Script to update swagger documentation

Finally approach we took was to run a script as part of our continuous deployment workflow in CircleCI, which committed the swagger.yaml file to another repository to be read and loaded by other members of the organization.

#!/bin/sh

WD=`pwd`

if [ -d "${WD}/${DOCS_REPO_NAME}" ]; then
  echo "Directory to repo exists already, cd'ing"
  cd ${DOCS_REPO_NAME} || exit 1
  git checkout master || exit 1
  echo "Pulling in latest master"
  git pull || exit 1
  echo "Done pulling"
else
  echo "Directory to repo does not exist, cloning and cd'ing"
  git clone git@github.com:${GITHUB_ORG}/${DOCS_REPO_NAME}.git || exit 1
  cd ${DOCS_REPO_NAME} || exit 1
  echo "Done cloning"
fi

cp ../target/swagger/swagger.yaml swagger/swagger.yaml

changes=$(git status --porcelain | wc -l)

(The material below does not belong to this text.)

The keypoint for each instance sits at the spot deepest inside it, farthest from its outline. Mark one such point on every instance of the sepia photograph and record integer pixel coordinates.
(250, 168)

if [ "${changes}" -gt "0" ]; then
  echo "Some local changes, pushing to the remote"
  git config --global user.email "${ENG_EMAIL}"
  git config --global user.name "CircleCI Job"

  git add swagger/

  if [ -z "${CIRCLE_TAG}" ]; then
    release_note="Swagger updates for ${CIRCLE_BRANCH}"
    git commit -m "$release_note"
    git push origin master 2>&1 | grep -v 'To https'
  else
    release_note="Swagger updates for ${CIRCLE_TAG}"
    git commit -m "$release_note"
    git tag ${CIRCLE_TAG}
    git push --atomic origin master ${CIRCLE_TAG} 2>&1 | grep -v 'To https'
  fi
else
  echo "No local changes, so not pushing to the remote"
fi

We run this script whenever new code updates are pushed to our pre-production environment, and everyone is kept in sync with the latest changes.